I load the tiny Leica at the kitchen table, the CL that almost fits in my palm. There are piles of broken asphalt downstairs and the remnants of a flash flood. Maybe there is a picture there, some workers out of focus with their great machines as the puddles turn opaque with dirt and oil.

Downstairs the backhoes and the rollers are rumbling back and forth, men in rain ponchos are grinding down curb stones. A truck with tar and gravel beeps in a steady rhythm. The entire neighbourhood is like this, all overturned fences and exposed earth. Pipes are being replaced deep in the ground. Welding torches light up in the mornings with a snakelike hiss. They all know the snow is coming, it could be here in a week or two. The ground will grow cold and stiff. Those great puddles with nowhere to go will turn to ice.

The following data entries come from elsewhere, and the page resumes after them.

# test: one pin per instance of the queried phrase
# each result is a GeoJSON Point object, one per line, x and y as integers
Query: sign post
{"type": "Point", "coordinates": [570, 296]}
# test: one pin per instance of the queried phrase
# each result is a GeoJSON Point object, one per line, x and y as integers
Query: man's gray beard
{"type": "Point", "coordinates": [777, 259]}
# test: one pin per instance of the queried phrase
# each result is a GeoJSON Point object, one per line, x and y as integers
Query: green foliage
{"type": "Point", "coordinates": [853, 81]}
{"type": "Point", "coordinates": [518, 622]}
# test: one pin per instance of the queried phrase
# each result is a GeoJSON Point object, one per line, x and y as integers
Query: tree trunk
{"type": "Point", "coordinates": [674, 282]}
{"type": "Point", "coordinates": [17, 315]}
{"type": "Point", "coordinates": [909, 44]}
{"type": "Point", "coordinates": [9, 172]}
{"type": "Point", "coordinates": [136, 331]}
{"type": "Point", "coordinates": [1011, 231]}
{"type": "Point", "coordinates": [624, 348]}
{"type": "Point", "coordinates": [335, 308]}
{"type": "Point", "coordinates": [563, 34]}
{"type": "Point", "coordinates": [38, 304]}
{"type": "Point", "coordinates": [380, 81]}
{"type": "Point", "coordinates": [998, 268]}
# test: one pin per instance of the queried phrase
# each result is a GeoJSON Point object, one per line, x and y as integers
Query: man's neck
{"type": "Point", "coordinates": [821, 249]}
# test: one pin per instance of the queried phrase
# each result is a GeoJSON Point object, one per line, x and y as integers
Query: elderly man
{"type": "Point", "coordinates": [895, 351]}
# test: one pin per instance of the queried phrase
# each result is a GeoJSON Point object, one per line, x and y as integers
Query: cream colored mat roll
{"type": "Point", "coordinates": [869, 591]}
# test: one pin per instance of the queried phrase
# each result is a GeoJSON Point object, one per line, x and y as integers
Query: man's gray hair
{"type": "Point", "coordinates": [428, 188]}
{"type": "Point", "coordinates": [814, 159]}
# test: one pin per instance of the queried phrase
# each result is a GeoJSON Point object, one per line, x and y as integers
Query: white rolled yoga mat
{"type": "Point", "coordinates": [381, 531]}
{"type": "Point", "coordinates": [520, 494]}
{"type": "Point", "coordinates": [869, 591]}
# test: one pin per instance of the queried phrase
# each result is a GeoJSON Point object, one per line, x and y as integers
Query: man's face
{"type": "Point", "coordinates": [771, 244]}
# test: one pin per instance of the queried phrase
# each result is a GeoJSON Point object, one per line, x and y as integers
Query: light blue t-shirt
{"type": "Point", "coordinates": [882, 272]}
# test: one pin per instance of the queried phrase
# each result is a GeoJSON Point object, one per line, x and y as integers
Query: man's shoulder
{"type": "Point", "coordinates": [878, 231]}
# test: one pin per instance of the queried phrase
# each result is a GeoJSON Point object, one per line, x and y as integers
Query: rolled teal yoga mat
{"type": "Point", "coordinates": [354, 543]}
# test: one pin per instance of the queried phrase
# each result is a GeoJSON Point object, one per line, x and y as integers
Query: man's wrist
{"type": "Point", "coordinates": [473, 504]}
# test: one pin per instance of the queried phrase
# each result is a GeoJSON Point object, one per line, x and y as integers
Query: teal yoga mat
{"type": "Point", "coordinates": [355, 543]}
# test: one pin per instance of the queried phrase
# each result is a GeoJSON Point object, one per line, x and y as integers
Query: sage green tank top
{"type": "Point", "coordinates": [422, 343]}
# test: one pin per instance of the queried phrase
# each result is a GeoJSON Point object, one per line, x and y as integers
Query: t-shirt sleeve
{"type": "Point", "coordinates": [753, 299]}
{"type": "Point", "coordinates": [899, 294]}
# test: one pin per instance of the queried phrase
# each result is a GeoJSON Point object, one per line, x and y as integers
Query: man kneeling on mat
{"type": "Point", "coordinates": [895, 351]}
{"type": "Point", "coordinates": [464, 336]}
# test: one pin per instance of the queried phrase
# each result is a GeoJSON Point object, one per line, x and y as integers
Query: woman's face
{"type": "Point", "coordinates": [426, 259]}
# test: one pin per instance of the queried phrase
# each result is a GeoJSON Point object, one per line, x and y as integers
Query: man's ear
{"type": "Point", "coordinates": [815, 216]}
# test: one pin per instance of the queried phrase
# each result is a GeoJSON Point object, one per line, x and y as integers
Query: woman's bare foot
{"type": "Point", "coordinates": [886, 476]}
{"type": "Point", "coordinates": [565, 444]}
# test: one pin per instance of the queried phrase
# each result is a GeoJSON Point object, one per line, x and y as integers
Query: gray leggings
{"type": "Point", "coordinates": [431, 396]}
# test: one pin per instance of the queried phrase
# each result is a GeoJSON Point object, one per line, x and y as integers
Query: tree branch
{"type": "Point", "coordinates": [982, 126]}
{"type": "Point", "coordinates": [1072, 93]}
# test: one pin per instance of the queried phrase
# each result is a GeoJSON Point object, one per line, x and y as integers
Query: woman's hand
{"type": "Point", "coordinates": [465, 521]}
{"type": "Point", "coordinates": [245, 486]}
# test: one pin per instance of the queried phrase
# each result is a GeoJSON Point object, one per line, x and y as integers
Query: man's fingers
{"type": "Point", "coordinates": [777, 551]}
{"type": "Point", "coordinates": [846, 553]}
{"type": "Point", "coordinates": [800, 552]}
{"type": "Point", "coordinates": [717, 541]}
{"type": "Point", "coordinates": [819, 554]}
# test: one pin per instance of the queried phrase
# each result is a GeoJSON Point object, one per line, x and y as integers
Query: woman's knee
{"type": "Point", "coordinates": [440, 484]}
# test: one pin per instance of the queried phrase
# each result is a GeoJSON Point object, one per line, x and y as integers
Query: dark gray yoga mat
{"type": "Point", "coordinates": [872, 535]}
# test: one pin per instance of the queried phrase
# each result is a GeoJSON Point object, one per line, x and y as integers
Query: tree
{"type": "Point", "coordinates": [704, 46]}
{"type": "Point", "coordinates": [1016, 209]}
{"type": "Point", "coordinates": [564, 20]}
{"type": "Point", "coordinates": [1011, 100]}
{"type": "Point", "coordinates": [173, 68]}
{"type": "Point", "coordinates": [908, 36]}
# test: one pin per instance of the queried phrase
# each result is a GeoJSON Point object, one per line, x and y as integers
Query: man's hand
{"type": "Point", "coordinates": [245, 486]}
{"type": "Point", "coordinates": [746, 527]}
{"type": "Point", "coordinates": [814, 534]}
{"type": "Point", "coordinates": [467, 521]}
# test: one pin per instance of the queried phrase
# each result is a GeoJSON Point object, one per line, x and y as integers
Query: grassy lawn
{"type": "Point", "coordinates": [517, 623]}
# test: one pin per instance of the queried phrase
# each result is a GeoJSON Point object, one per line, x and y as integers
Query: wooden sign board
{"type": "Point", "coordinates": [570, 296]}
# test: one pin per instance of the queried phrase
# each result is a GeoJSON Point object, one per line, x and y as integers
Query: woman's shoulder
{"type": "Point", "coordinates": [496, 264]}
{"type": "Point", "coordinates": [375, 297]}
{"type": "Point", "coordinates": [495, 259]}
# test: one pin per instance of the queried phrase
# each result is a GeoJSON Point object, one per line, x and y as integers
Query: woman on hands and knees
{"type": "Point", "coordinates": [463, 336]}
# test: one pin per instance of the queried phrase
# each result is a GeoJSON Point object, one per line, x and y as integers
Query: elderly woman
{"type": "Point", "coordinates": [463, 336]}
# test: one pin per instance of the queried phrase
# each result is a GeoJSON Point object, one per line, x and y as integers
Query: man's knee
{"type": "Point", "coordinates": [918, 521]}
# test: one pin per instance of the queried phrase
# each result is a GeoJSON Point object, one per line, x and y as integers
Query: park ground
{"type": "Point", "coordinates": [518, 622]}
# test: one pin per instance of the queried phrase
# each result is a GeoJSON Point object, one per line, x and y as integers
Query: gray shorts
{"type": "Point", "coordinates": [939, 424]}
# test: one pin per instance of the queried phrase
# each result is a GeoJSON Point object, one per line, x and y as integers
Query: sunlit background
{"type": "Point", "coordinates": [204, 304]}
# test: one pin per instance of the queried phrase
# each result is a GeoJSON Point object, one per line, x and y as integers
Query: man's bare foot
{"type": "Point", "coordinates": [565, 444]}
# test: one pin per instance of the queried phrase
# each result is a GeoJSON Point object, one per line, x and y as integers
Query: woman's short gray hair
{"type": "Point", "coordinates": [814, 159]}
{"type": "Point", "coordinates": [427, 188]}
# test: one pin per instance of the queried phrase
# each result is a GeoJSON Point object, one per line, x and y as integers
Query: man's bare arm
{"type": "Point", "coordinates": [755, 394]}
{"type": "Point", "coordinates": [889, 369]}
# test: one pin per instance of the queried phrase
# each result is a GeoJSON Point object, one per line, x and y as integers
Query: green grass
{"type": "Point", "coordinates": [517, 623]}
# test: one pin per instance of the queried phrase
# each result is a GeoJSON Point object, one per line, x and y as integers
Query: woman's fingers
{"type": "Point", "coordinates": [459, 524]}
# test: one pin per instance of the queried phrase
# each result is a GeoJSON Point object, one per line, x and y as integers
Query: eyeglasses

At night the temperature already hovers just around zero.

Past the farmer's market, another crew is laying down a fresh layer of asphalt. There are more random piles of old road, standing like odd spikes to photograph. And then I see a driver jumping from behind the wheel of the backhoe. He punches one of the workers, one hit directly on the nose. The old man does not fight back. His hands hang limp at his sides, beneath the transparent poncho. The driver is just in a t-shirt, tight to his biceps, his black hair is short, his face unshaved. More shouting, and he presses the worker's face against the muddy ground.

The frail man does not fight back, no fists raised, no dispute, no denial. He barely defends himself, as he slides away and tries to stand up on the wet grass. Another flurry of words from the driver, his fist dangles in the air, telegraphing his next punch. It comes, and the man absorbs it more sponge than human. The other workers say nothing. They keep to their wheelbarrows. No shovels twist in their hands to defend him. It is as if this is not real to them. My camera slides into a pocket. A mother and her child stand near me, all of us watching the altercation.

This is not something to photograph. Not here. That would just be foolish.

I make my legs move, bringing me towards to the trolley buses that lurch towards the metro station. I do not look back. That man was trapped. He could run off and let the driver lose some steam. But no, something forces him to stay, something larger than this moment. Nothing remains but his surrender. He could easily be a migrant, an illegal. Many of them come to Moscow to make money to send home, supporting entire families with the handful of rubles they earn sweeping the streets and picking up garbage. The police hound everyone that looks like him, asking for documents and when he admits that he does not have them he can be carted off, or a bribe will let him off the hook. The choice is his.